Per infinite volte, da grande, ho rivisto quella immagine, proprio quella: la sagoma esile di mia madre alla finestra.
Da dietro, non vista, notavo i sussulti della sua schiena. Stava immobile, contro il giorno che finiva a chiedersi perché.
In quella severità e in quella assenza totale di dubbi, percepivo un dramma.

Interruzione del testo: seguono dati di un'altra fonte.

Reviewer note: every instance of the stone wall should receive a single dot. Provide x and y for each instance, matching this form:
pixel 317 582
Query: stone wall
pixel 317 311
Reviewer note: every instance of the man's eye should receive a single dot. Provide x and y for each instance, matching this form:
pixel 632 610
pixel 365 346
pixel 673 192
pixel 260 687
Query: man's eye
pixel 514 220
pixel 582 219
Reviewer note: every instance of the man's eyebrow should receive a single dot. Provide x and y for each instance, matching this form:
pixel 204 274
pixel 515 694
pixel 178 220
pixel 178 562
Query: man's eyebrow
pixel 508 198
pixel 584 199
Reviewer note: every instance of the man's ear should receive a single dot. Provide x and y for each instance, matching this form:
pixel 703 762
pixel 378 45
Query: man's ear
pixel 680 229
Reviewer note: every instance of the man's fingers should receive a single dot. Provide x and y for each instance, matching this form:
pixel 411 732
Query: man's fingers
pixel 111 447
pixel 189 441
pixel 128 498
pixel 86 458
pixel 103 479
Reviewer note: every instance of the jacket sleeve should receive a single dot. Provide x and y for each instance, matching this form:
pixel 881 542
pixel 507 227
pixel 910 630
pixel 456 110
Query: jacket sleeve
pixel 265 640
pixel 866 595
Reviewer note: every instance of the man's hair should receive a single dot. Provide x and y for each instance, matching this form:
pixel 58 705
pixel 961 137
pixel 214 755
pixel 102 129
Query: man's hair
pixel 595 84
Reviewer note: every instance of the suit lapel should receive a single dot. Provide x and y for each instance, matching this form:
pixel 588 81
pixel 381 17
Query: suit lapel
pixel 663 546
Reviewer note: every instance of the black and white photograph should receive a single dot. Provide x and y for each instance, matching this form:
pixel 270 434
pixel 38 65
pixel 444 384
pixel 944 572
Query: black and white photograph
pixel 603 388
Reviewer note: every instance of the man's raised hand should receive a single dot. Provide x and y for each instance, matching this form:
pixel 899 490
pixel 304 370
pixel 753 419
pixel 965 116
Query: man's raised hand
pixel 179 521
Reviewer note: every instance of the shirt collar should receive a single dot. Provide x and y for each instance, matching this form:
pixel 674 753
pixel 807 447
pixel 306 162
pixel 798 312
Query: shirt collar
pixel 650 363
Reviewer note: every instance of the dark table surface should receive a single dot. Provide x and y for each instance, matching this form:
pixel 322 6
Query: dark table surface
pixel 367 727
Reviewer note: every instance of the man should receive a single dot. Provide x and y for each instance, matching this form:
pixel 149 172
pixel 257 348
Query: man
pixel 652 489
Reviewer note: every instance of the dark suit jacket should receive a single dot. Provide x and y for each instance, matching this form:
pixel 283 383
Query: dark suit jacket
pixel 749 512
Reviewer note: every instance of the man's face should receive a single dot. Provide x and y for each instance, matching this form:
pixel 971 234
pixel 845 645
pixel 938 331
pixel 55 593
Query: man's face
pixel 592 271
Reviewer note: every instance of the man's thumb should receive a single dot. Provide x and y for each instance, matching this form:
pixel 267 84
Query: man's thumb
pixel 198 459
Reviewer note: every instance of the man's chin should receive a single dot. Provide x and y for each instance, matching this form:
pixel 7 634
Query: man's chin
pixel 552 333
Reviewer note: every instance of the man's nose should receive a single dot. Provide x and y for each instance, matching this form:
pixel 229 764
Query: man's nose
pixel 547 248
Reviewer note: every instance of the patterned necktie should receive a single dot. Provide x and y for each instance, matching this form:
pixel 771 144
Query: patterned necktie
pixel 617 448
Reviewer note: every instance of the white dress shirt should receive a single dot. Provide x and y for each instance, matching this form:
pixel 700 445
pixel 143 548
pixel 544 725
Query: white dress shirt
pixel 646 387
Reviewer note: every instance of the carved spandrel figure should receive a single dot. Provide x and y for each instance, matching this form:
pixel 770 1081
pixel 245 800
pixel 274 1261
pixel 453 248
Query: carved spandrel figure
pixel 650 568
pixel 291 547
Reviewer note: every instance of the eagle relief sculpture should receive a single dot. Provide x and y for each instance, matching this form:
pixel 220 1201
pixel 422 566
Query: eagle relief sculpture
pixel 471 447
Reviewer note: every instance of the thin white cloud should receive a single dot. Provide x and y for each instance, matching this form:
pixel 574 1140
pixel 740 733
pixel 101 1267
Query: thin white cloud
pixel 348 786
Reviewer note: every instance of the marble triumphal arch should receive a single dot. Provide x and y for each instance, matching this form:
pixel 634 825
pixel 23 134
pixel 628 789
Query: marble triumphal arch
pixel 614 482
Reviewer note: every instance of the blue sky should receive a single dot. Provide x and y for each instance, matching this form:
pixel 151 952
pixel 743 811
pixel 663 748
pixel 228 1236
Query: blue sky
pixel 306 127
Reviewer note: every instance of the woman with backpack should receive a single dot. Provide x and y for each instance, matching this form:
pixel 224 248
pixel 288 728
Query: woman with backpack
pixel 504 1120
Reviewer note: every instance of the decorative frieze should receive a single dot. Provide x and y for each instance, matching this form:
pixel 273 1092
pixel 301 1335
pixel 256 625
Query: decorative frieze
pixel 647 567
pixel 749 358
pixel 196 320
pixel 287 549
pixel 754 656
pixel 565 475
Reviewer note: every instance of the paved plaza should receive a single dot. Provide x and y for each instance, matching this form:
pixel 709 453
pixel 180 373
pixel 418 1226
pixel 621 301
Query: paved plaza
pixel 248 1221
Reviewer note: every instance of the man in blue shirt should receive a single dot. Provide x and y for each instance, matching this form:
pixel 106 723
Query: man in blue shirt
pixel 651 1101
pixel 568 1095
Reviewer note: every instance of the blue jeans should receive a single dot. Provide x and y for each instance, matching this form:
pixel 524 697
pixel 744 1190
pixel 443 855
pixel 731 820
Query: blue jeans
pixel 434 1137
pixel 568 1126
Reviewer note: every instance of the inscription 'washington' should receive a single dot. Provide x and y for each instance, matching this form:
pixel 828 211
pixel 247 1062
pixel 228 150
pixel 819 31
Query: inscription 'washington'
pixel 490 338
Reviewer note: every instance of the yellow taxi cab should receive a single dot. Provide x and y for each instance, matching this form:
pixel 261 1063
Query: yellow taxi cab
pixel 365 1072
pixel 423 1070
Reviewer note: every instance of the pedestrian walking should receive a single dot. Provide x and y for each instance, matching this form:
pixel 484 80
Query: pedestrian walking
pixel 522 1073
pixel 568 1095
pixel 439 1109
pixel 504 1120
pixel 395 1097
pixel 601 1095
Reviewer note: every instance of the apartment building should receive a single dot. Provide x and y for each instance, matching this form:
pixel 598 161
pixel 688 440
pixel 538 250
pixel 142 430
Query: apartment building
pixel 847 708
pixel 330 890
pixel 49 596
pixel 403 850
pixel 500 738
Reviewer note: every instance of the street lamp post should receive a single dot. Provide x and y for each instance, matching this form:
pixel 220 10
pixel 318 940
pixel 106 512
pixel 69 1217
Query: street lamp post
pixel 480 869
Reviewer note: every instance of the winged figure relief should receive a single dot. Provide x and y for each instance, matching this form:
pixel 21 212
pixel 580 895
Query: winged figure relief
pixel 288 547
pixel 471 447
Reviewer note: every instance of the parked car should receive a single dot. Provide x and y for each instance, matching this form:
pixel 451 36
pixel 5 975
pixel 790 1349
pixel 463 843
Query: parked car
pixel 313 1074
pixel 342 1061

Mi aveva insegnato ad essere forte, a camminare senza mai voltarsi. Camminare il passo dei grandi, sicura, senza dar retta ad alcuno. A testa alta. Così come lei. Ma guardandola scuotersi mi sentivo incerta, piegata su me, sola.
Cadevano li tutti i suoi insegnamenti.
In fondo allo stomaco, avevo una fitta che si estendeva, violenta, oltre. Indefinibile, sentivo come una minaccia alla mia vita... io:- bambina.
Ancora la scrutavo, mia madre, per capire. Tutto intorno era misterioso. Silenzioso.
Ogni tanto si avvicinava a lei qualcuno, parenti, gli stessi che mi allontanavo da quella postazione, dove riuscivo a vedere l'autunno, benché fosse estate.
Ecco, mi dissi: - in questo preciso attimo è l'autunno.
Mi sembrava di sentire cadere le foglie, il lamento che si stacca piano dal ramo,
l'abbandono, giù lieve, nel sole ancora assopito. Li.
Nascosta, ferma nel silenzio, ascoltavo la morte.
Papà era morto... la fitta si impossessò di me, definendo così quell'attimo. L'abbandono.